An exploration of secondary sex ratios among women diagnosed with anxiety disorders
- PMID: 20570972
- PMCID: PMC2907232
- DOI: 10.1093/humrep/deq166
An exploration of secondary sex ratios among women diagnosed with anxiety disorders
Abstract
Background: Theory suggests that natural selection conserved reactivity in part because highly reactive women spontaneously abort less fit conceptuses, particularly small males. Other literature argues that high reactivity manifests clinically as anxiety disorders. If true, births to women diagnosed with anxiety disorders should exhibit a low secondary sex ratio (i.e. ratio of male to female births). We explored whether births to women diagnosed with anxiety disorders exhibit a lower sex ratio than births to women diagnosed with other psychiatric disorders, or to women without mental health diagnoses.
Methods: We performed a case-control comparison of the secondary sex ratios among groups of women categorized by mental health diagnosis using birth records linked to data from California County Mental Health system records. We compared sex ratios among 5994 deliveries to mothers diagnosed with anxiety disorders, 23 443 deliveries to mothers diagnosed with other psychiatric disorders and 1 099 198 'comparison' births.
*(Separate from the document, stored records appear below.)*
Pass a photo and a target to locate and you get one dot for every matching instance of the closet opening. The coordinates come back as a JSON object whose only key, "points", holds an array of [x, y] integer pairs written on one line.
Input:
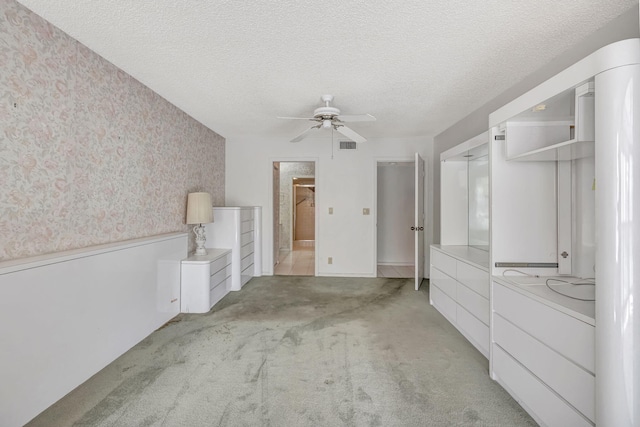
{"points": [[294, 216]]}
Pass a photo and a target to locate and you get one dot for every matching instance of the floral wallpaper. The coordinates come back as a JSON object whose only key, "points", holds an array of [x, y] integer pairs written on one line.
{"points": [[88, 154]]}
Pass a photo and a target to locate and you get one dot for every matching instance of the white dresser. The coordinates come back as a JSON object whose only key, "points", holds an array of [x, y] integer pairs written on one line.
{"points": [[238, 228], [543, 351], [459, 289], [204, 280]]}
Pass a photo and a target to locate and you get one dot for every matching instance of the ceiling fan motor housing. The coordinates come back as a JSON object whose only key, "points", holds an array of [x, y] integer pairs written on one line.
{"points": [[326, 113]]}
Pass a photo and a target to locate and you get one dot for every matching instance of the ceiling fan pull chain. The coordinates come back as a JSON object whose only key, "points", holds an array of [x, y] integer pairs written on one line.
{"points": [[332, 143]]}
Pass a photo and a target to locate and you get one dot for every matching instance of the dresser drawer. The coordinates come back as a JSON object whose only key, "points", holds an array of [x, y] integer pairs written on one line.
{"points": [[474, 278], [246, 238], [246, 226], [548, 408], [246, 262], [444, 263], [573, 383], [220, 277], [219, 291], [444, 282], [476, 331], [570, 337], [473, 303], [246, 250], [443, 303], [220, 263]]}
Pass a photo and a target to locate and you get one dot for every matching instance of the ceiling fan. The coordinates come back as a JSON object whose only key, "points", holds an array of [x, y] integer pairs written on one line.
{"points": [[328, 117]]}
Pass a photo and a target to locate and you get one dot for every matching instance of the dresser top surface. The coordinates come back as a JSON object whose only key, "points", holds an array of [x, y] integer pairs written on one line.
{"points": [[212, 255]]}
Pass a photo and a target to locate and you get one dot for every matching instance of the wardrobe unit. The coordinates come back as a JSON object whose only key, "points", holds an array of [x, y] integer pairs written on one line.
{"points": [[238, 228], [459, 271]]}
Results: Although comparison births exhibited a higher sex ratio than births to women diagnosed with anxiety disorders or with other diagnoses, differences were not statistically significant. Births to African American women diagnosed with anxiety disorders, however, exhibited sex ratios significantly lower than comparison births among African Americans (OR = 0.89, P = 0.038) or births to African American women with other mental health diagnoses (OR = 0.88, P = 0.042).
Conclusions: We found that infants born to African American women diagnosed with anxiety disorders exhibited a significantly lower secondary sex ratio than reference groups. We urge confirmatory tests of our findings and discuss implications of the reactivity/anxiety hypothesis for psychiatry, obstetrics and public health.